When it comes to bringing people onto your team or staff, it’s a matter of who should be on the bus and then which seat on the bus best fits them and allows them to make their maximum contribution. This concept comes from author James Collins. In this post, Chuck Lawless shares some helpful thoughts on how to deal with people who may be in the wrong seat on your team or staff bus.

Getting people into the right seats on the team/staff bus

Originally posted by Chuck Lawless


Many of us have had faithful church staff members who weren’t always on the right seat on the bus (to use Jim Collins’ Good to Great terminology). If you face that situation, here’s what I’ve seen churches do to work through this transition successfully:

  1. Pray. You need the help of God’s Spirit – for you and for the person who will hear your concern. Cover the whole process in prayer. 
  2. Take advantage of staff openings. If you have an open staff position, don’t just replace the role. Slow down. Evaluate. See if the role can be adjusted to meet the church’s needs while also opening a new seat for the misplaced person.
  3. Ask the staff member about a possible change. You might find out that the person already recognizes that he or she is not in the right seat. Some folks quickly welcome a new seat.
  4. Be honest, while also expressing gratitude. Don’t beat around the bush about the issues, as a lack of honesty won’t help anything.

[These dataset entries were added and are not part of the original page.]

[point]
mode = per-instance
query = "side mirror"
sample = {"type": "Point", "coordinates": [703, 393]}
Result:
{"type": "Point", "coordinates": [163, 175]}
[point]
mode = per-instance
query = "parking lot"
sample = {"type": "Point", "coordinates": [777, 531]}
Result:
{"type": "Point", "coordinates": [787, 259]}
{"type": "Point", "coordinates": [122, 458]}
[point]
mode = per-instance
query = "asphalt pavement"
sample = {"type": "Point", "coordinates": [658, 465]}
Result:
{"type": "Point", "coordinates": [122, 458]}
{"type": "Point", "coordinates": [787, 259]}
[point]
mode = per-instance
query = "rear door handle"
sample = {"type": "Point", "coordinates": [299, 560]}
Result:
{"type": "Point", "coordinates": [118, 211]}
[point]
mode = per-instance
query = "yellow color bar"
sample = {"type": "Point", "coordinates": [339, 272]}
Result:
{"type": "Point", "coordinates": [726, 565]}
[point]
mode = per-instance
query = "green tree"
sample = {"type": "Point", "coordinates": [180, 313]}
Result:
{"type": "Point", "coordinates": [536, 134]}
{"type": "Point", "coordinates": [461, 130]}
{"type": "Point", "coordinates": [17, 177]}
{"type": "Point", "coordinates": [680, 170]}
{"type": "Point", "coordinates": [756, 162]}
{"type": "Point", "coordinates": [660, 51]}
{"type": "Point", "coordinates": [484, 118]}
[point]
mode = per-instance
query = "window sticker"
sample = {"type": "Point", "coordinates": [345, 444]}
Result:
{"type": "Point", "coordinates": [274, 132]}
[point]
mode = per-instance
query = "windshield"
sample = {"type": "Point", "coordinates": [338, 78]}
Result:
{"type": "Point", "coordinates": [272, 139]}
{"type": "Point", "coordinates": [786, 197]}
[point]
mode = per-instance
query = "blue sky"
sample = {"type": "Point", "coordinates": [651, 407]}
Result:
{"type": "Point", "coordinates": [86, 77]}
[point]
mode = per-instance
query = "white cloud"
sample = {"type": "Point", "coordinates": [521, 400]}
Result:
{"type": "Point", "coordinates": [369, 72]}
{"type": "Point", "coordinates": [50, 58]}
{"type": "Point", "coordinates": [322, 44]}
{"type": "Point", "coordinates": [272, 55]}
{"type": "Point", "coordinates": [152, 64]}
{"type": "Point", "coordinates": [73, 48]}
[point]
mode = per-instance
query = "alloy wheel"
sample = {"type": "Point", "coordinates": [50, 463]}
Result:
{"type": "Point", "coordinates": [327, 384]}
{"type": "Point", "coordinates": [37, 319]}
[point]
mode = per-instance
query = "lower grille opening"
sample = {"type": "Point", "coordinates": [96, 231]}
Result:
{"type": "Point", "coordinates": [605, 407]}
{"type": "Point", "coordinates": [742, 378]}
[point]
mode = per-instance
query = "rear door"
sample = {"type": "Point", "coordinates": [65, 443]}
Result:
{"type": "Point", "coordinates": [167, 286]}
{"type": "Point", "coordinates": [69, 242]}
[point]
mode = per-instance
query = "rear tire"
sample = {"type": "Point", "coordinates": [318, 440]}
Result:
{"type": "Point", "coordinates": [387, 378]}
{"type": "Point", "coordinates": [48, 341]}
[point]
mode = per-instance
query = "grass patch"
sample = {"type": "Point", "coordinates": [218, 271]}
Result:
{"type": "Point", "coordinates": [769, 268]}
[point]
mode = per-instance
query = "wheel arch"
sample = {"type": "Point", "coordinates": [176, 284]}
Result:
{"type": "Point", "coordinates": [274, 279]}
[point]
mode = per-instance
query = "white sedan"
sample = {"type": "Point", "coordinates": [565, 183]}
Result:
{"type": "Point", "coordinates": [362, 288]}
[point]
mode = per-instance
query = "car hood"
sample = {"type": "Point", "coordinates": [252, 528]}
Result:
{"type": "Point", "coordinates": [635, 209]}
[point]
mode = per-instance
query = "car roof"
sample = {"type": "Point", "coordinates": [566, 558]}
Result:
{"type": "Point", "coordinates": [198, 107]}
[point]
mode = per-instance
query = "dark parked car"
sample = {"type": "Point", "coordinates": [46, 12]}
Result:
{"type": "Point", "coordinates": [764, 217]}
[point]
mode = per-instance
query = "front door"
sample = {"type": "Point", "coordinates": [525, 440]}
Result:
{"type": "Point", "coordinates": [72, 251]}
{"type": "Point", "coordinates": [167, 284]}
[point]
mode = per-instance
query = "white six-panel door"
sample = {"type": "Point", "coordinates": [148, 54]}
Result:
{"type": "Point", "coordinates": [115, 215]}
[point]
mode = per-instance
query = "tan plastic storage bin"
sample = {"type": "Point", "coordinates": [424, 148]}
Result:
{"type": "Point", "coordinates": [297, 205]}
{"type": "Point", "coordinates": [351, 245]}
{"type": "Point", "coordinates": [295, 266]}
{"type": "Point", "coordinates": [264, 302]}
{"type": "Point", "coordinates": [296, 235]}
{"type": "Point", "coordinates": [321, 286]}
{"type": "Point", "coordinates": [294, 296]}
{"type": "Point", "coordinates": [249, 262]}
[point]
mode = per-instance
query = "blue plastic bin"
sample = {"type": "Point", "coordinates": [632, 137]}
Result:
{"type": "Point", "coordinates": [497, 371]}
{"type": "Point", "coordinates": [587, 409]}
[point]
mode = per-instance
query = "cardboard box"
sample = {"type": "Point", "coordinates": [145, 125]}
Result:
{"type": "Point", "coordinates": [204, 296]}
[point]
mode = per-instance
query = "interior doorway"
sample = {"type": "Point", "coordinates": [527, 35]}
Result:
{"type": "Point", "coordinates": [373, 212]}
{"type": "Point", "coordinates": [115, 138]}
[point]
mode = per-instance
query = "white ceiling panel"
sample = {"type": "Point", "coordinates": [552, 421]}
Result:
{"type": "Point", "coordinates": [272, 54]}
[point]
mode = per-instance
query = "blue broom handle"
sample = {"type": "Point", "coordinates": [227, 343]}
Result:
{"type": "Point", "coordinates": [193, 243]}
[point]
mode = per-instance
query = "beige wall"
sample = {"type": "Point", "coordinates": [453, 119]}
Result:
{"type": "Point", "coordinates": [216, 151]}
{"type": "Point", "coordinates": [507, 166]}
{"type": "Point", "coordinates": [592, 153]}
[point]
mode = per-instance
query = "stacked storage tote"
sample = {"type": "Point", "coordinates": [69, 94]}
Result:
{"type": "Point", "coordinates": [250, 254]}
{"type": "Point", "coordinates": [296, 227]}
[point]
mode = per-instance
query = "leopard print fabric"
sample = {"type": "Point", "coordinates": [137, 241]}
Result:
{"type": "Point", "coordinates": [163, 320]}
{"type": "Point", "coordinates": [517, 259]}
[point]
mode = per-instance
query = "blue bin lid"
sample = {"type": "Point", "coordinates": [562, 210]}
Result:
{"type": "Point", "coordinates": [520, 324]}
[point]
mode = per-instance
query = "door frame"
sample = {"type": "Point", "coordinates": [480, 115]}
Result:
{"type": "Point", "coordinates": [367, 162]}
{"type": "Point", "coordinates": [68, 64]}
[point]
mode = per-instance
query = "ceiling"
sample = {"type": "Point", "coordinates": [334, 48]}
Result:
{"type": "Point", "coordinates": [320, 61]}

On the other hand, say “thank you” for a staff member’s faithful service while also requesting a change.  
  5. Help the staff member evaluate spiritual gifts, experiences, etc., to determine the best seat. Rick Warren’s SHAPE process and Wayne Cordeiro’s DESIGN process are two options to help guide this step.  
  6. Affirm abilities and attitude. There are reasons you still want these folks on the bus. Magnify those reasons.
  7. Be patient. No matter how hard you try to affirm somebody, it’s hard to hear “right bus, wrong seat” terminology without taking it personally. Give folks some time to make a decision.
  8. Get the new role as right as possible. The last thing you want to do is move somebody to another seat that’s not the best one.
  9. “Sell” the new role well to the congregation. It’s tough to move people around without leaving the impression of failure at some point. Work hard to affirm the persons you still want on the bus.
  10. Reward faithful, productive service in the new seat. Do it appropriately within the church’s system, but recognize the staff member who is willing to make a change. 

What other ideas would you add to this list?